Сергей Шумский
НА УТРЕННЕЙ ЗАРЕ


В РОДИТЕЛЬСКИЙ ДЕНЬ
Голоса возникли, нет, странные голоса ворвались в тишину так внезапно, неестественно, что, казалось, будто они идут от тех, кто находился под этими крестами и пирамидками. Какие-то торжествующие хриплые выкрики и стоны катились на них…
А до этого лес был переполнен птичьим щебетом и свистом. По толстой раскидистой сосне, что росла рядом, шмыгала белка, зло цокала, устраивалась в пазухах сучьев, наблюдала с верхотуры на живых людей — они ей мешали.
Внизу в оградке с голубой пирамидкой и красной звездочкой сидели за низким столиком инженер-электроник Снетков, жена его и дочь-девятиклассница.
Ну, и сын… Сын — на портрете, солдат первого года службы.
В затяжелевшей от одной стопки голове Снеткова сейчас мельтешили мысли-вопросы, как на дисплее: где, вот, держится память о сыне, в ком, в чем? Здесь этот птичий восторженный высвист ее разносит по земле, или она там, под чужим южным небом витает, пролитой кровью взывает на бой с черной злобой? Или?.. Ах, жизни людские, какой ценой они обозначены и как? Приходят и уходят…

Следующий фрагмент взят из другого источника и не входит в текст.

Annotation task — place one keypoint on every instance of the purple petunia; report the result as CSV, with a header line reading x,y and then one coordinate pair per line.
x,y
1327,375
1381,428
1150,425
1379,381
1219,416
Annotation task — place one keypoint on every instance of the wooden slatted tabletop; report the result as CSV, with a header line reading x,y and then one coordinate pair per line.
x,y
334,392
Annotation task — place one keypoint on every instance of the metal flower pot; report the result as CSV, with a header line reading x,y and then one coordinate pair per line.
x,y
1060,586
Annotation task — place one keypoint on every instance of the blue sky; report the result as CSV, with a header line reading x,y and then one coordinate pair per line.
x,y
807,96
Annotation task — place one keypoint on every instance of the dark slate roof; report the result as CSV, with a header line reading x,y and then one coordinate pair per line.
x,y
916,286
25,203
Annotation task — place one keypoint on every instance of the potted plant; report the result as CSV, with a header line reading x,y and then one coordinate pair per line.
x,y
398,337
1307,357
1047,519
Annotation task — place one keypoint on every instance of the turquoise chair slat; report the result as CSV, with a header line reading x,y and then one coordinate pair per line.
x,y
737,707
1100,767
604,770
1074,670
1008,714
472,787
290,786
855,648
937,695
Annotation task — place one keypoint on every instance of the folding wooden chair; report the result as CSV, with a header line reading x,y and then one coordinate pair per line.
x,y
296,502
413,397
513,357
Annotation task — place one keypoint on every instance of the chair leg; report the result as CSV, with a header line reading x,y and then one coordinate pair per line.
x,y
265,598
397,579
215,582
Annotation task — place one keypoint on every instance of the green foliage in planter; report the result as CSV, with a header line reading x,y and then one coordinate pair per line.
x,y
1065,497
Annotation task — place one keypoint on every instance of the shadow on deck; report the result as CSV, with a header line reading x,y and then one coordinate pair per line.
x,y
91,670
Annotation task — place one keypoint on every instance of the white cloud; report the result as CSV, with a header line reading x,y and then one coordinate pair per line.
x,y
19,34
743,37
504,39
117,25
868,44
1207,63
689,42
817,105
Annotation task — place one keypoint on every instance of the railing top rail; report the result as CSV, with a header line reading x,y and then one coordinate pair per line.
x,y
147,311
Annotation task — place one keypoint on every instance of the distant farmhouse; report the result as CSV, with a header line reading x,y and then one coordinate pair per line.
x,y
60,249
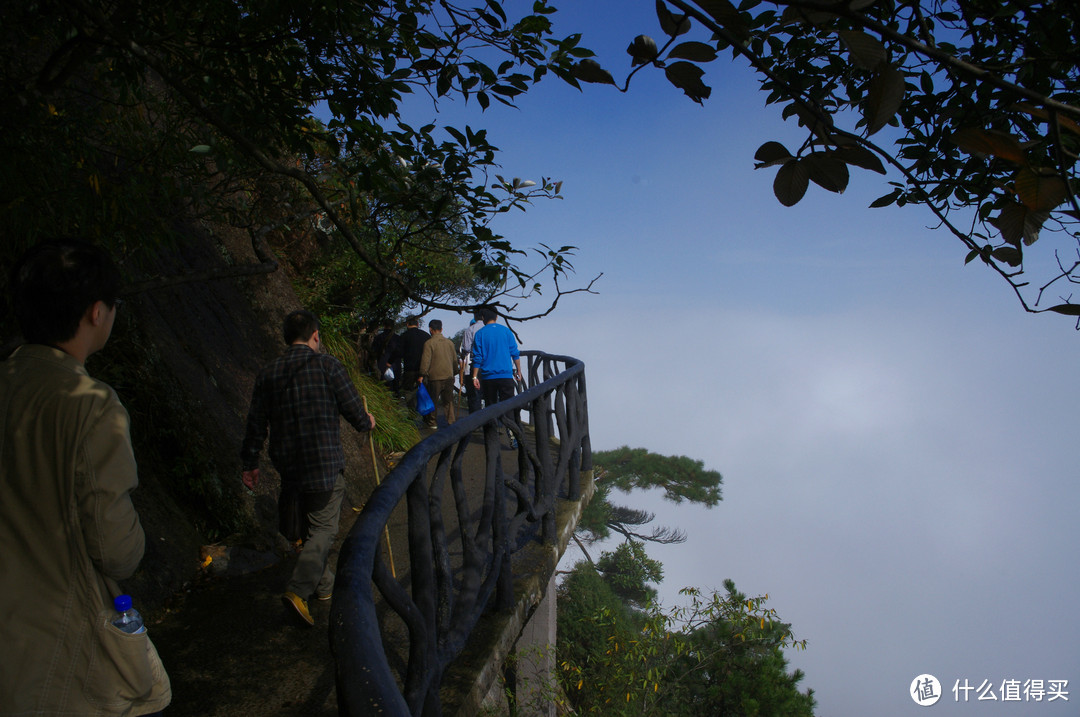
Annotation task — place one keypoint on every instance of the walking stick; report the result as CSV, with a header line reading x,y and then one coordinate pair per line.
x,y
375,464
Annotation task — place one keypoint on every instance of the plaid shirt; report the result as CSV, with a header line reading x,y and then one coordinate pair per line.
x,y
300,394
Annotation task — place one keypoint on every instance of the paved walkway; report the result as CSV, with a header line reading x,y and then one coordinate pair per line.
x,y
231,648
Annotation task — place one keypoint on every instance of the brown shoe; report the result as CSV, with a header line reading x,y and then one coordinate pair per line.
x,y
298,604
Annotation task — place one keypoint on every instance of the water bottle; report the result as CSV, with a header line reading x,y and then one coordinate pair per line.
x,y
129,620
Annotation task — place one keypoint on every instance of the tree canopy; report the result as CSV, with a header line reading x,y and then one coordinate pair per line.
x,y
121,118
969,108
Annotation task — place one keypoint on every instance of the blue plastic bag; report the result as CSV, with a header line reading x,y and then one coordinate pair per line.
x,y
423,403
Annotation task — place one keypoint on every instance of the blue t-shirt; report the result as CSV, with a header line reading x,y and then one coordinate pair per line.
x,y
495,350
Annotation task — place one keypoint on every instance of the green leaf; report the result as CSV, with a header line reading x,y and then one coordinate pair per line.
x,y
698,52
886,201
976,140
590,70
643,50
1039,193
866,51
859,156
827,172
771,153
1009,255
727,15
883,97
791,183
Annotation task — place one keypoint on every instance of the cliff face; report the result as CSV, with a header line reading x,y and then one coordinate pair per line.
x,y
184,361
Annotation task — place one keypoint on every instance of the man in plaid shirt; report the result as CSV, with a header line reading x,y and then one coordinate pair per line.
x,y
299,395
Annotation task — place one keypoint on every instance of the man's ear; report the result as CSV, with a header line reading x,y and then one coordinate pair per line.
x,y
96,313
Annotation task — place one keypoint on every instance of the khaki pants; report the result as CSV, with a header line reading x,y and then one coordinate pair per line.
x,y
312,573
442,394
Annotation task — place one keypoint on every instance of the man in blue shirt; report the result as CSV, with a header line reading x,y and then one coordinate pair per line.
x,y
496,360
497,365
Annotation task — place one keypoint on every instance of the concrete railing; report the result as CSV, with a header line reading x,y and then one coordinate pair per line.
x,y
460,521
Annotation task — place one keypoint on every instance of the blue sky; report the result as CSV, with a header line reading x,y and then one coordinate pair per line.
x,y
896,435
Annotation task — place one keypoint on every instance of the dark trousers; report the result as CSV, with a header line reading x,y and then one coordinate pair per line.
x,y
497,389
472,395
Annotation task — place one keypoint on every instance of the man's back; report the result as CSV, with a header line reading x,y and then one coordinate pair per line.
x,y
300,395
69,532
413,341
440,359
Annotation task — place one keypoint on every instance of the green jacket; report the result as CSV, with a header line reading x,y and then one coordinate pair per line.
x,y
440,359
68,531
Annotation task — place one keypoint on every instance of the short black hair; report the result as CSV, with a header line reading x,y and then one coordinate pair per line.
x,y
299,326
55,282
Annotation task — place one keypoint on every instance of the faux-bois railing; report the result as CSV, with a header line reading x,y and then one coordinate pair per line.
x,y
463,528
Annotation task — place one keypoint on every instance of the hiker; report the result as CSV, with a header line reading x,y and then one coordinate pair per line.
x,y
496,363
67,522
472,393
439,364
299,395
413,340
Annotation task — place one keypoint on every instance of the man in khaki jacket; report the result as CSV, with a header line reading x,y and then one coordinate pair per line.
x,y
439,365
68,529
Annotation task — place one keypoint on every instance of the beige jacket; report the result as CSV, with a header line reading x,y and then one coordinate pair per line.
x,y
440,359
68,531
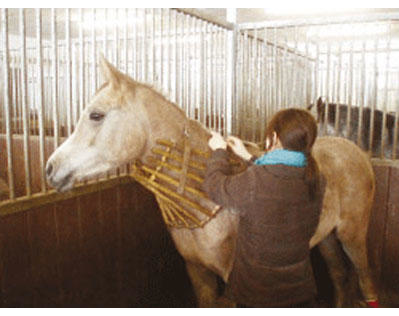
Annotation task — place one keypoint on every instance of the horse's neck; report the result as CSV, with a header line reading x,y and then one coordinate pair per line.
x,y
170,123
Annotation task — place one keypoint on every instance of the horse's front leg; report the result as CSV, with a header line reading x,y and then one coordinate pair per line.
x,y
206,287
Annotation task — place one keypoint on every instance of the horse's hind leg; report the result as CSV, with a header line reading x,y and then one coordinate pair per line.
x,y
206,286
332,253
354,242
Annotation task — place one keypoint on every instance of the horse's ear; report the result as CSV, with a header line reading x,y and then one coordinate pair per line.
x,y
109,72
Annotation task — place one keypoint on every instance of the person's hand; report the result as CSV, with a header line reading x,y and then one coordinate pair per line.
x,y
217,141
238,147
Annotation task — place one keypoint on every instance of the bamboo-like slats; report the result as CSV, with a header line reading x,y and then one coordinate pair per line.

На даче в сарае за верстаком Снетков вчера наткнулся на рамку — наспех сколоченный четырехугольник из реек. Он сам его сколачивал, сам строгал. Сыну и месяца не было, когда они привезли его на дачу. И до года он спая в этой самодельной зыбке, обшитой парусиной. А три месяца назад уложили вот сюда, под эту пирамидку, не раскрывая цинкового гроба.
А голоса между тем приближались и вскоре между оградками и деревьями замелькали люди — ребятишки и взрослые в длинных цветастых одеяниях.
— Я же говорила, что это они, — сказала жена Снеткова, глядя вверх, в ветки деревьев. — И птицы даже умолкли. И птицы их боятся. Когда мы шли, я видела: они толпились у входа.
— Это же!.. — дочь уткнулась в колени, заплакала навзрыд. — Это… Хватать с могил, оскорблять память — это же мерзость, я не знаю, как назвать!.. Хуже варварства, хуже!.. Пусть птички, белки… природа одна, а они…
— Успокойся, доча, — гладила мать дочь по голове. — Успокойся. Белки, птички, конечно… А это вообще нелюди, никтоши, правильно их называет наша бабка.
— Так почему милиции нет? — дочь выпрямилась, вытерла ладонями заплаканное, гневное лицо, поправила волосы. — Хоть бы один в такой день, разве не знают?!. А давайте сидеть, пока они не исчезнут. Саша не простит нам…
Голоса организованной полосой проносились мимо, ребятишки да взрослые, шныряя между оградками, предусмотрительно обегали те могилы, где еще сидели люди. Прошло немного времени, и они, голоса, растворились совсем в легком шуме деревьев.
Солнце пронизывало красным светом разноцветные оградки, памятники и кресты, стволы сосен и берез — все здесь казалось нездешним, неземным, никто и ничто здесь не подчинялось течению времени.
Когда Снетковы вышли за ограду кладбища, у четырех повозок-фургонов толпились они, усаживались, обкладывались толстыми мешками и сумками, колготили на разные голоса, как черти после очередного шабаша. Усатые, взлохмаченные мужики, сидящие впереди, тронули лошадей, и кавалькада под звонкий перестук копыт по асфальту — цук-цок-цук-цок-цук-цок-цук-цок-цук-цок — двинулась по направлению к городу.